Ella se echó a reír.

– Ahora acuéstate y duérmete.

– ¿Y tú?

– Yo iré al mercado en cuanto abra. Quiero comprarte algo de ropa.

Chang se aferró a su mano al constatar que veía borroso, y que el rostro de Lydia aparecía y desaparecía frente a él.

– Unas plumas de pavo real y unas zapatillas de oro no estarían mal.

Ella sonrió.

– Yo estaba pensando más bien en un frac y una chistera.

Chang no tenía ni idea de a qué se refería, pero se llevó los dedos a la boca.

Ella volvió a sonreír.

– Y nada de fiestas salvajes en mi ausencia.

Alguien golpeaba el candado. En silencio, Chang abandonó el calor de las mantas, con el cuchillo de hoja afilada ya en la mano, y se agazapó a un lado de la puerta.

– ¡Señorita Lydia! Señorita, ¿está usted ahí? Soy Wai.

Era el cocinero. Chang suspiró, aliviado. Aquel hombre debía de ser un zoquete si no se daba cuenta de que Lydia no podía encontrarse en el interior del cobertizo si el candado estaba cerrado por fuera. Allí no había ventanas, sólo una pequeña claraboya en el techo, lo que implicaba que nadie podía mirar dentro. Oyó que el cocinero se alejaba, murmurando maldiciones contra el viento cortante, pero Chang permaneció donde estaba. Se obligó a quitarse de encima las telarañas que nublaban su mente. Debía mantenerse alerta. Escuchó, por si oía más pasos, pero todo seguía en silencio. A su alrededor todo era penumbra y aire húmedo, pero el sol se colaba por un rincón e iluminaba unas motas de polvo. Una cucaracha solitaria se internó en la oscuridad con paso decidido.

Gradualmente, la luz fue cambiando. Chang calculaba el paso del tiempo en función del rectángulo de luz que se deslizaba sobre el suelo, acariciaba la nariz de Sun Yat-sen, y seguía hasta un montículo de termitas, antes de posarse en su pila de mantas como si se sintiera fatigado. Entre unos sacos de arpillera que se alineaban contra una pared, se oía el arañar de un ratón. Chang observó también a una araña que, con callada concentración, tejía su tela entre dos latas de pintura, y habría dado un dedo por contar, en ese instante, con la misma agilidad para sus piernas.

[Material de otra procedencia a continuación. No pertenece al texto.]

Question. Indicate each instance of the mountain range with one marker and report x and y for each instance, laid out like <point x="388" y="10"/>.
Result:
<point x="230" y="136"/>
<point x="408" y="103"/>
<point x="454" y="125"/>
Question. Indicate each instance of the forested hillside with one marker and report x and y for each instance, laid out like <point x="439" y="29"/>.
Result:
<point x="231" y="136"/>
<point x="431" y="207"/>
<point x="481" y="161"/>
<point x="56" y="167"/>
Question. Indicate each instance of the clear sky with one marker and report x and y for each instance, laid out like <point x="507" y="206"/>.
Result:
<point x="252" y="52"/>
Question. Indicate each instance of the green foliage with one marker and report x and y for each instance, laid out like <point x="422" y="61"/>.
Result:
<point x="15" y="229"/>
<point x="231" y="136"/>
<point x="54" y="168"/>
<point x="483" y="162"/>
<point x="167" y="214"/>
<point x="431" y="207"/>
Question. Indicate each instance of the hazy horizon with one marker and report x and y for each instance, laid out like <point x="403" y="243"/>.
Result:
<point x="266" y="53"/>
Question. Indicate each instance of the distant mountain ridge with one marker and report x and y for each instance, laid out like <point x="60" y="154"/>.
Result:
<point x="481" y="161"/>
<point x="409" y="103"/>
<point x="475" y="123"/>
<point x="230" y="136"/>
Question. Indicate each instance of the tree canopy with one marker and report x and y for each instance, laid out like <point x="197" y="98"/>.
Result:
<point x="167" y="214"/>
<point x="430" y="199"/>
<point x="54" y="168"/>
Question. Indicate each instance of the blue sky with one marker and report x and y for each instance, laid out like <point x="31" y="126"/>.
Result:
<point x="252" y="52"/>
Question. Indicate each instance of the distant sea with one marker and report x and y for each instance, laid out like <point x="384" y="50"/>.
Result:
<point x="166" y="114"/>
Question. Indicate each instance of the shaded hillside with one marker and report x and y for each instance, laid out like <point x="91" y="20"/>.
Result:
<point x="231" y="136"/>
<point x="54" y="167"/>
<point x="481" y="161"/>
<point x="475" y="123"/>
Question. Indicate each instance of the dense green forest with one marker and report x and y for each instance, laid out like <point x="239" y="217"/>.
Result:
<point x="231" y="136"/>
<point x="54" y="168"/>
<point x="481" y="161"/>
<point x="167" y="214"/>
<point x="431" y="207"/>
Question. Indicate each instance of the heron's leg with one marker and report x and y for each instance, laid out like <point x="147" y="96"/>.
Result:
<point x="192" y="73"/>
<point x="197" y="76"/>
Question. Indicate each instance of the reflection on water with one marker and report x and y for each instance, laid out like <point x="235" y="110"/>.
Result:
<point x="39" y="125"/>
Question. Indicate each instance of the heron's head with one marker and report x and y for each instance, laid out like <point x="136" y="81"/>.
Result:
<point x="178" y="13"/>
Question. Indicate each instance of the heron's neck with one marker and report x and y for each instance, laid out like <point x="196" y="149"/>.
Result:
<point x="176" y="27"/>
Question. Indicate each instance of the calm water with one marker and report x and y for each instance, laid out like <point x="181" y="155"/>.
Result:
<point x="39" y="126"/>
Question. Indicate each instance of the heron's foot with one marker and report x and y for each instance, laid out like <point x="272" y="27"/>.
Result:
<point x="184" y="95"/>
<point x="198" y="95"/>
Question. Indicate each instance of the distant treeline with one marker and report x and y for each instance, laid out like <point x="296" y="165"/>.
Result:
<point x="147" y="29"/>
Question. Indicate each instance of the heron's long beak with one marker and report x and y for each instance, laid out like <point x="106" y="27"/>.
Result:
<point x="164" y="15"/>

Porque intuía peligro. No sabía de dónde le vendría, ni en qué forma, pero casi podía olerlo. Estaba en el aire.

Cuando el sol abandonó al fin el interior del cobertizo, empezó a preocuparse por Lydia. Retiró una de las mantas de la cama, se envolvió con ella y metió algunos medicamentos en una funda de almohada, dispuesto a huir en caso de necesidad. Con la mano derecha, cuidadosamente, se quitó el vendaje de la izquierda. El tiempo de la indulgencia había terminado. Se observó las manos con detenimiento. La derecha curaba bien, pero la izquierda todavía se veía fea e hinchada, y del espacio vacío que ocupaba el lugar en el que había estado el meñique brotaba pus. La visión de sus manos le ofendió profundamente. La simetría había desaparecido. Se veían como desplazadas. Aunque se curaran, carecerían de equilibrio.

Desde su estómago, donde aguardaba agazapado, ascendió un brote de ira, pero logró controlarlo respirando despacio, inspirando, espirando. Y al momento, sin descanso, se puso a ejercitar aquellos dedos.

– Siento haber tardado tanto. No debes preocuparte por mí. -Le había bastado con mirarle a la cara para leerle el pensamiento, más allá de la sonrisa de bienvenida que le había dedicado. Se agachó y le besó los labios-. ¿Qué estás haciendo aquí, junto a la puerta? Deberías estar en la cama, descansando.

– Ya he terminado de descansar.

Ella volvió a fijarse en él, pero no añadió nada, y se limitó a desenvolver los paquetes. Su amplia sonrisa llenó el oscuro cobertizo de calor y vitalidad, que él creyó sentir inundando sus venas.

– Me temo que no son nuevas, pero son buenas.

Le alargó las ropas.

Tenía razón, eran de buena calidad. Le conmovió pensar que había tenido que acercarse al mercado chino de la ciudad antigua, pues estaba claro que no se trataba de prendas occidentales; unos pantalones holgados, de campesino, una túnica a cuadros, y una chaqueta gruesa, acolchada. En otro paquete, un par de botas resistentes, de ante. Un zurrón de cuero, desgastado y con rozaduras, pero todavía intacto, fue lo que más le gustó, porque le recordaba curiosamente a sí mismo. Aunque él no estuviera precisamente intacto.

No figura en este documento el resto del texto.